How we do it: the anterior thoraco-cervical approach to tumours of the thoracic inlet.

作者信息

Upile T, Triaridis S, Kirkland P, Goldstraw P, Rhys Evans P

机构信息

Head and Neck Unit, The Royal Marsden Hospital, Fulham Road, London SW3 6JJ, UK.

出版信息

Clin Otolaryngol. 2005 Dec;30(6):561-5. doi: 10.1111/j.1749-4486.2005.01056.x.

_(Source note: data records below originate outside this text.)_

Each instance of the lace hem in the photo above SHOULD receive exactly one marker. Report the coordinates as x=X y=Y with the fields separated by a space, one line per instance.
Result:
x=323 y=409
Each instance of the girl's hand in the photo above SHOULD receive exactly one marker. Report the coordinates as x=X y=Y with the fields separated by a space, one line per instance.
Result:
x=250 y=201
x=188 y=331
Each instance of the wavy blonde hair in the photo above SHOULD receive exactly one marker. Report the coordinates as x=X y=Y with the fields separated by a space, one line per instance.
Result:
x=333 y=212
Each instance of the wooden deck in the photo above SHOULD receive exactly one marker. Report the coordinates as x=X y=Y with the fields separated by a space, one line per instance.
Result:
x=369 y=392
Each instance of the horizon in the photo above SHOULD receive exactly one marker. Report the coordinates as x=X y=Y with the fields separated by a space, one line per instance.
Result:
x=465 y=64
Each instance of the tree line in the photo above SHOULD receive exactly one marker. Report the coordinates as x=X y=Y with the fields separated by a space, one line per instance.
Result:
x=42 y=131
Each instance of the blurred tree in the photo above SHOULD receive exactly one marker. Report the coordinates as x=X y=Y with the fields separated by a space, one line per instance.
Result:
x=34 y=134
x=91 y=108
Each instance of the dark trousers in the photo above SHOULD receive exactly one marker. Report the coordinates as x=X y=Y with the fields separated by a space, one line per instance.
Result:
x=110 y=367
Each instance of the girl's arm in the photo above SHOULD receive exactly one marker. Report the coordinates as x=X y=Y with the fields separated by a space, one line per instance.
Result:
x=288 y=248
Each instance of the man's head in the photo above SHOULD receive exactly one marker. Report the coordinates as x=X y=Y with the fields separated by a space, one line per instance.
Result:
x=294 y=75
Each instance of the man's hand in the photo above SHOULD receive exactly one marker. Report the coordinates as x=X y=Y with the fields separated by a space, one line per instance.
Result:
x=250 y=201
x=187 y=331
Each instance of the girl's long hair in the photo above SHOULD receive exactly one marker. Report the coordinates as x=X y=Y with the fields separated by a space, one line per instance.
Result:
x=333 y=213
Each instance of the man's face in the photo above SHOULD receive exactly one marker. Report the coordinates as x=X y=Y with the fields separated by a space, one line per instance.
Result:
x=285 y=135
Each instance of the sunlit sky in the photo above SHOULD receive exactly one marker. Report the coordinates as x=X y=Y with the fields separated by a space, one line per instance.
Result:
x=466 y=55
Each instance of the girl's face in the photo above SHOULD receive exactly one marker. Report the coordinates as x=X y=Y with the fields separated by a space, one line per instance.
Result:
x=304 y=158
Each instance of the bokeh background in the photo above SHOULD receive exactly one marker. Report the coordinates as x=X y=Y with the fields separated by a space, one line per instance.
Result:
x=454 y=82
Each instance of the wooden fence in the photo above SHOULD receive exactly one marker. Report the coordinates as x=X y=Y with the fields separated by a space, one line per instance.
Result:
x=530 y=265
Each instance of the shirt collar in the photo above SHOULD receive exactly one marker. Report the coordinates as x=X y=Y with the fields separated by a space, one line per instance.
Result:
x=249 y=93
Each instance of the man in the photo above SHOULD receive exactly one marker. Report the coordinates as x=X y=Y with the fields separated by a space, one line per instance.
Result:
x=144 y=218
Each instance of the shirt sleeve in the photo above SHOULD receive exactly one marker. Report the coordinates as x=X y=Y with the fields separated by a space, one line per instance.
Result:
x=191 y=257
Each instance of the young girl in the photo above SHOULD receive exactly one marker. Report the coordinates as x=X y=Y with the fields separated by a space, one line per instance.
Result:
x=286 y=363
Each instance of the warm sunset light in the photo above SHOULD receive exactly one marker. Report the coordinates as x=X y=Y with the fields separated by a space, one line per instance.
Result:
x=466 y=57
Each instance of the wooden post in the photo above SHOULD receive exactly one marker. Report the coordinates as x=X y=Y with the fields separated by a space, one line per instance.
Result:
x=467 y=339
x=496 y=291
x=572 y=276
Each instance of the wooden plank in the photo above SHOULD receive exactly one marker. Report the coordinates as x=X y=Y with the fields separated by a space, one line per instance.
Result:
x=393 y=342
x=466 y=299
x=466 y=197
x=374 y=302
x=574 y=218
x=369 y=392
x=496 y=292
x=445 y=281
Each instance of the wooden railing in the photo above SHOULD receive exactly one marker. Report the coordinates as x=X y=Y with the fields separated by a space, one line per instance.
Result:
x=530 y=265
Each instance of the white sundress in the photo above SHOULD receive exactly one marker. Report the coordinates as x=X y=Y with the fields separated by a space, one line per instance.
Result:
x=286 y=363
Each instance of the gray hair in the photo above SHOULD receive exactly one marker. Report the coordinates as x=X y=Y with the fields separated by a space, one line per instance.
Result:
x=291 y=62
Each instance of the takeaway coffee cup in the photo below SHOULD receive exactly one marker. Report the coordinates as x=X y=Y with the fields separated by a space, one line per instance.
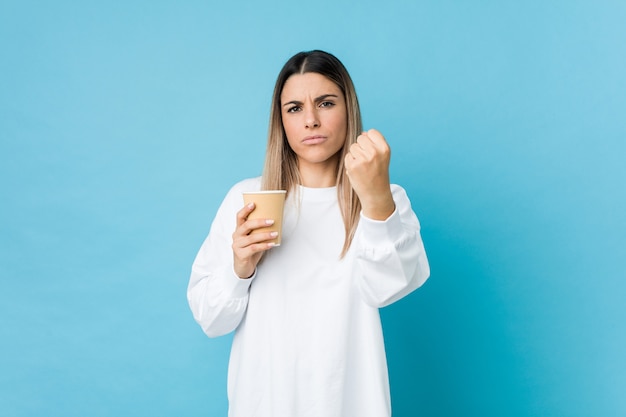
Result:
x=268 y=205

DOI:10.1111/j.1749-4486.2005.01056.x
PMID:16402986
Abstract

KEYPOINTS

Tumours that arise in the thoracic inlet and superior mediastinum may be benign or malignant and present the surgeon with a difficult problem of access. The standard approach to the thoracic inlet from below offers limited exposure to the vascular and neural structures superior to the tumours. The anterior thoraco-cervical approach to the root of the neck and superior mediastinum combines the anterior cervical approach with a limited upper median sternotomy. If further access is required to achieve surgical clearance a full sternotomy split can be performed. The approach offers excellent exposure and helps to facilitate complete resection of benign and malignant tumours, which would otherwise be deemed inoperable or difficult to resect completely through other standard approaches. In contrast to previously described anterior transcervical thoracic approaches which required resection of part of the clavicle or manubrium as well as thoracotomy with increased morbidity, the anterior thoraco-cervical approach is associated with little morbidity and the postoperative stay is short.

摘要

关键点

发生于胸廓入口和上纵隔的肿瘤可能是良性或恶性的,给外科医生带来了手术入路的难题。从下方进入胸廓入口的标准方法,对于肿瘤上方的血管和神经结构暴露有限。颈胸前路入路至颈部根部和上纵隔,是将颈前入路与有限的上正中胸骨切开术相结合。如果需要进一步扩大手术视野以实现手术切除,则可进行全胸骨劈开。该入路提供了极佳的暴露,有助于促进良性和恶性肿瘤的完整切除,否则这些肿瘤通过其他标准方法将被认为无法手术或难以完全切除。与先前描述的经颈胸前路入路相比,后者需要切除部分锁骨或胸骨柄以及开胸手术,从而增加了发病率,而颈胸前路入路的发病率很低,术后住院时间短。